Il 48% dei paesi ha condotto una valutazione dei rischi climatici per la salute pubblica. I più comuni rischi per la salute sensibili al clima sono stati identificati dai paesi come stress da calore, lesioni o morte dovuti a eventi meteorologici estremi, cibo, acqua e malattie trasmesse da vettori (come colera, dengue o malaria). Tuttavia, circa il 60% di questi paesi riferisce che i risultati della valutazione hanno avuto poca o nessuna influenza sull’allocazione delle risorse umane e finanziarie per soddisfare le priorità di adattamento per la protezione della salute. L’integrazione della salute nei processi climatici nazionali e internazionali potrebbe aiutare ad accedere ai fondi necessari.

L’indagine ha rilevato che i paesi hanno difficoltà ad accedere ai finanziamenti internazionali per il clima, per proteggere la salute della loro gente. Oltre il 75% ha riferito di una mancanza di informazioni sulle opportunità di accesso ai finanziamenti per il clima, oltre il 60% di una mancanza di connessione degli attori della salute ai processi di finanziamento del clima e oltre il 50% di una mancanza di capacità di elaborare proposte.

Gli obiettivi dell’accordo di Parigi

Mentre i due terzi degli attuali Nationally Determined Contributions (NDC) all’accordo di Parigi menzionano la salute e il settore sanitario è tra i cinque settori più spesso descritti come vulnerabili ai cambiamenti climatici, ciò non ha comportato il livello necessario di attuazione e sostegno.

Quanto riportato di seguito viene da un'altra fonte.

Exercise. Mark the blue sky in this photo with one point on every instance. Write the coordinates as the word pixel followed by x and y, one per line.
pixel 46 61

Inoltre, i lavori precedenti hanno dimostrato che il valore dei guadagni in termini di salute derivanti dalla riduzione delle emissioni di carbonio sarebbe circa il doppio dei costi di attuazione di queste azioni a livello globale. Il raggiungimento degli obiettivi dell’accordo di Parigi potrebbe salvare circa un milione di vite all’anno in tutto il mondo entro il 2050, attraverso la riduzione dell’inquinamento atmosferico da solo.

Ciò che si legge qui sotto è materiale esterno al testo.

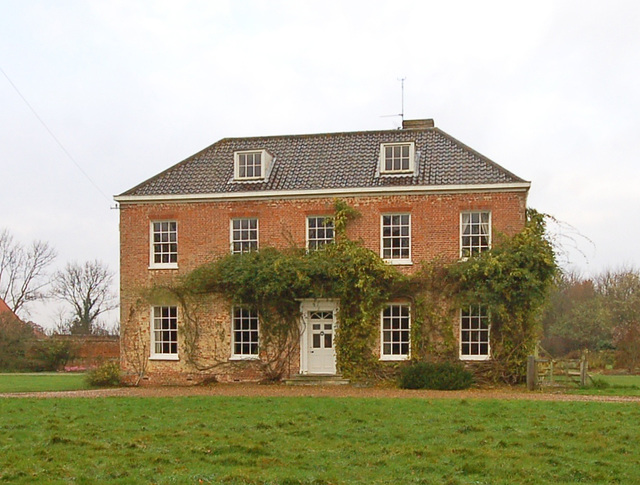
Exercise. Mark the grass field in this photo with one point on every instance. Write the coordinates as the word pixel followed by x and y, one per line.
pixel 43 381
pixel 611 385
pixel 235 440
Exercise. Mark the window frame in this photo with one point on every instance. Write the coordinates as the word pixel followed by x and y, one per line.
pixel 320 242
pixel 265 164
pixel 403 331
pixel 392 260
pixel 480 312
pixel 152 244
pixel 471 247
pixel 154 355
pixel 233 241
pixel 253 316
pixel 383 158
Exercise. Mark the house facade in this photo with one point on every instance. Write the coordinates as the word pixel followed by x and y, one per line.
pixel 421 194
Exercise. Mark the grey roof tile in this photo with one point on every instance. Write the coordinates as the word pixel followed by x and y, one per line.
pixel 328 161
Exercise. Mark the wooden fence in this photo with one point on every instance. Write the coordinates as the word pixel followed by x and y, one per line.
pixel 547 372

Tuttavia, molti paesi non sono in grado di sfruttare questo potenziale. L’indagine mostra che meno del 25% dei paesi ha chiare collaborazioni tra la sanità e i settori chiave che guidano i cambiamenti climatici e l’inquinamento atmosferico; trasporti, generazione di elettricità ed energia domestica.

I benefici per la salute che deriverebbero dalla riduzione delle emissioni di carbonio si riflettono raramente negli impegni climatici nazionali, con solo un quinto dei NDC che menziona la salute nel contesto delle riduzioni delle emissioni e 1 su 10 NDC che menziona i guadagni sanitari previsti.

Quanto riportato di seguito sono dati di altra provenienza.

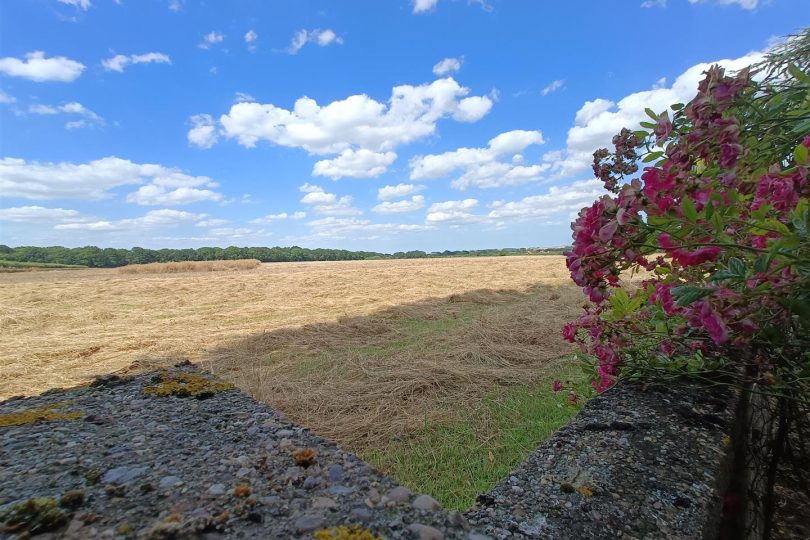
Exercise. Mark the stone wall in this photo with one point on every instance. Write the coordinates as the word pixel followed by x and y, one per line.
pixel 140 458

La resilienza dei sistemi sanitari ai cambiamenti climatici

“Affinché l’accordo di Parigi sia efficace per proteggere la salute delle persone, tutti i livelli di governo devono dare la priorità alla costruzione di resilienza dei sistemi sanitari ai cambiamenti climatici e un numero crescente di governi nazionali è chiaramente diretto in quella direzione”, ha affermato la dott.ssa Maria Neira, direttore del Dipartimento per l’ambiente, i cambiamenti climatici e la salute, dell’OMS.

“Includendo sistematicamente la salute nei contributi determinati a livello nazionale – nonché nei piani nazionali di adattamento, impegni di finanziamento del clima e altre comunicazioni nazionali all’UNFCCC – l’accordo di Parigi potrebbe diventare il più forte accordo internazionale sulla salute del secolo”.